OTRO: Oblivious LLM Tokenization
Abstract
The CPU-side large language model (LLM) tokenizer is a critical security gap in LLM serving through a confidential computing stack with CPU and GPU trusted execution environments (TEEs). Tokenizers converts the prompts through table-driven lookups, and the resulting memory access patterns are a powerful source of side-channel leakage. Recent work demonstrates end-to-end recovery of user prompts from tokenizer access pattern on production Intel TDX. However, a drop-in use of the popular tree-based Oblivious RAMs (e.g., PathORAM) to prevent access-pattern leakage introduces 13x tokenizer slowdown, resulting in 1058% higher timeto-first-token (TTFT). In this paper, we present OTRO, an efficient, oblivious tokenization path tailored to latency-critical LLM serving. OTRO relies on square-root ORAM for fast single-access lookups, but avoids its prohibitive $O(N \log_2 N)$ rebuild cost every $N$ accesses through three key innovations. First, OTRO provides a pool of replicated square-root ORAM instances that utilize the read-only nature of tokenizer table. Second, an epoch-based rotation policy decouples accesses from rebuilds and pads each epoch with dummy accesses to its boundaries, minimizing observable information. Lastly, chunked KV-cacheaware tokenization further overlaps rebuilds with GPU prefill and minimizes the instance count.
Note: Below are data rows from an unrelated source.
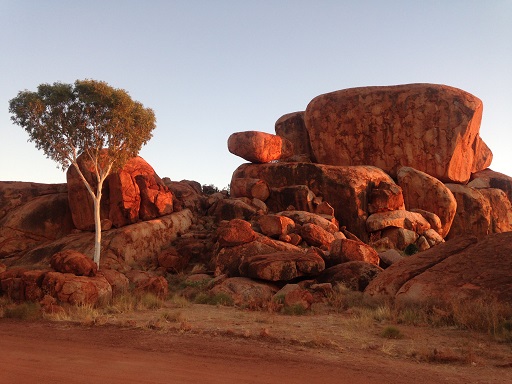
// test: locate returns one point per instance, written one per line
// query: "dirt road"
(45, 352)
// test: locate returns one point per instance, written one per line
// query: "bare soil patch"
(197, 343)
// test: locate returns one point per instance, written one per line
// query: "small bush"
(391, 332)
(24, 311)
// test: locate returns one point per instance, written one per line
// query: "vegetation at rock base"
(88, 117)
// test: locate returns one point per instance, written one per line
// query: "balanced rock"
(346, 189)
(292, 127)
(433, 128)
(422, 191)
(259, 147)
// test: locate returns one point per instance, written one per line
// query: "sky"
(214, 67)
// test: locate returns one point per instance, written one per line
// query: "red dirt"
(61, 352)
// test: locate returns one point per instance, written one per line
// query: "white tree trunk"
(97, 226)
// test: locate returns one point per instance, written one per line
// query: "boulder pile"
(344, 193)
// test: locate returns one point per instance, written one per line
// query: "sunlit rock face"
(432, 128)
(133, 193)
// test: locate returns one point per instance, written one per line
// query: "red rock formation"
(433, 128)
(134, 193)
(422, 191)
(346, 189)
(259, 147)
(292, 127)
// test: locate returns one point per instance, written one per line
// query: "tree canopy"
(65, 120)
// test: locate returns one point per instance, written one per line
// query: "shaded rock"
(473, 212)
(235, 232)
(401, 219)
(172, 260)
(275, 225)
(316, 236)
(302, 218)
(414, 125)
(355, 275)
(77, 290)
(246, 292)
(229, 209)
(345, 250)
(386, 197)
(422, 191)
(501, 209)
(34, 219)
(292, 127)
(299, 197)
(71, 261)
(259, 147)
(251, 188)
(292, 295)
(134, 193)
(346, 189)
(118, 281)
(281, 266)
(148, 282)
(389, 257)
(227, 260)
(471, 274)
(389, 282)
(488, 178)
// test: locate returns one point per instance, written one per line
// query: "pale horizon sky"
(212, 68)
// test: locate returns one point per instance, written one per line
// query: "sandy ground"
(226, 345)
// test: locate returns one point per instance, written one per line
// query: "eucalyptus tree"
(88, 117)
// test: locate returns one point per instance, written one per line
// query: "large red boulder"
(457, 270)
(433, 128)
(259, 147)
(71, 261)
(346, 189)
(131, 194)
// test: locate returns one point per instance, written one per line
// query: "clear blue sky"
(210, 68)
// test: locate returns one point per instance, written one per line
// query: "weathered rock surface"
(259, 147)
(282, 266)
(134, 193)
(346, 189)
(422, 191)
(77, 290)
(433, 128)
(36, 215)
(292, 127)
(460, 269)
(355, 275)
(345, 250)
(473, 212)
(393, 278)
(246, 292)
(71, 261)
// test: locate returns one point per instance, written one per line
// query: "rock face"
(35, 214)
(292, 127)
(132, 194)
(259, 147)
(422, 191)
(432, 128)
(346, 189)
(460, 269)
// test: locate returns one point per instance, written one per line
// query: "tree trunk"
(97, 226)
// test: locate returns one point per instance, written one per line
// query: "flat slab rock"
(282, 266)
(460, 269)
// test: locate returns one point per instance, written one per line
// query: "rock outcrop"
(132, 194)
(432, 128)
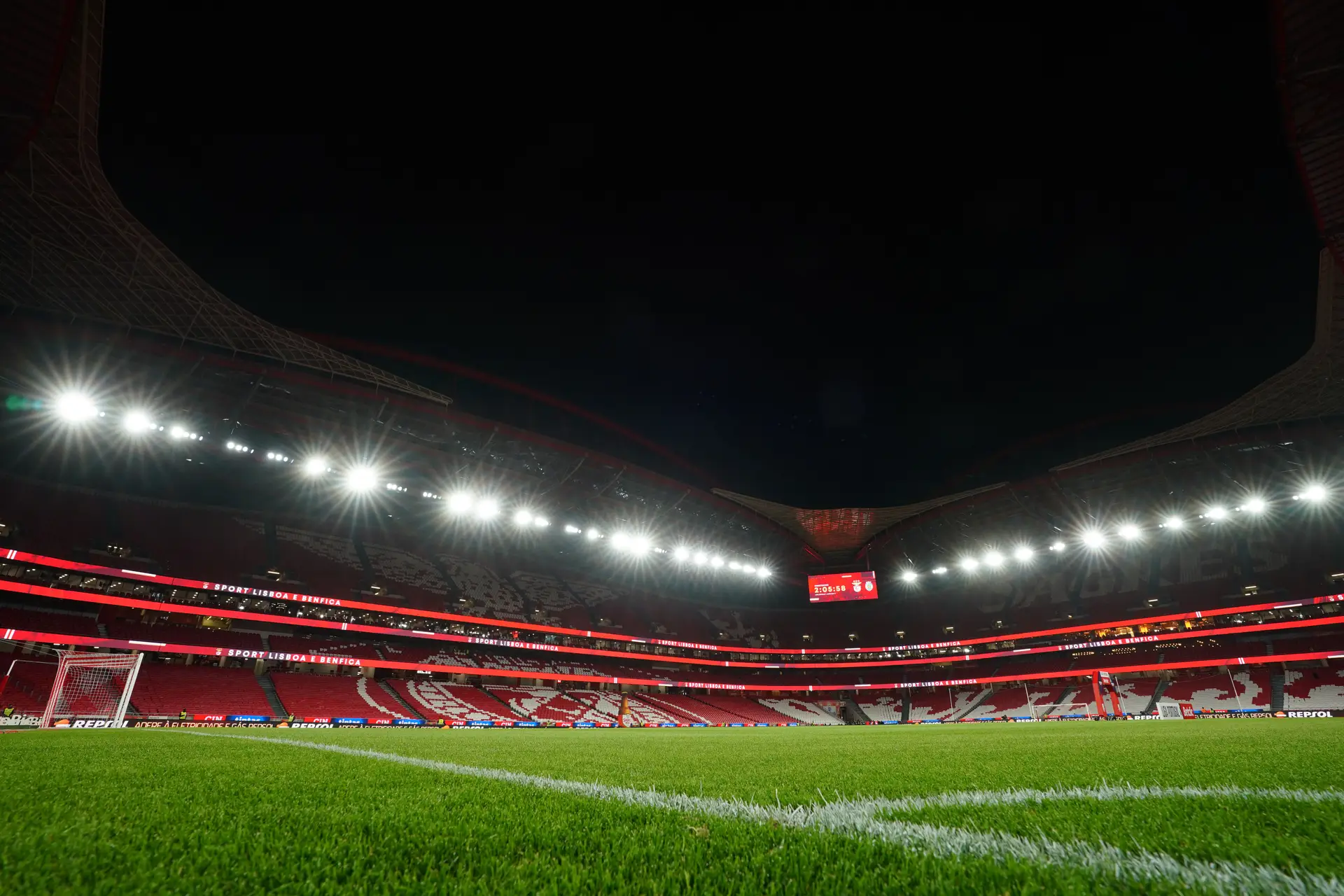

Implemented as modules in HuggingFace Tokenizers and nano-vLLM, running within a TDX-enabled CVM with an NVIDIA H100 GPU, OTRO limits TTFT overhead to at most 4.5%, keeps tokenizer-induced latency under 10% of total TTFT, and adds less than 0.5 GB of memory overhead while reducing the tokenizers observable leakage across various model families and sizes.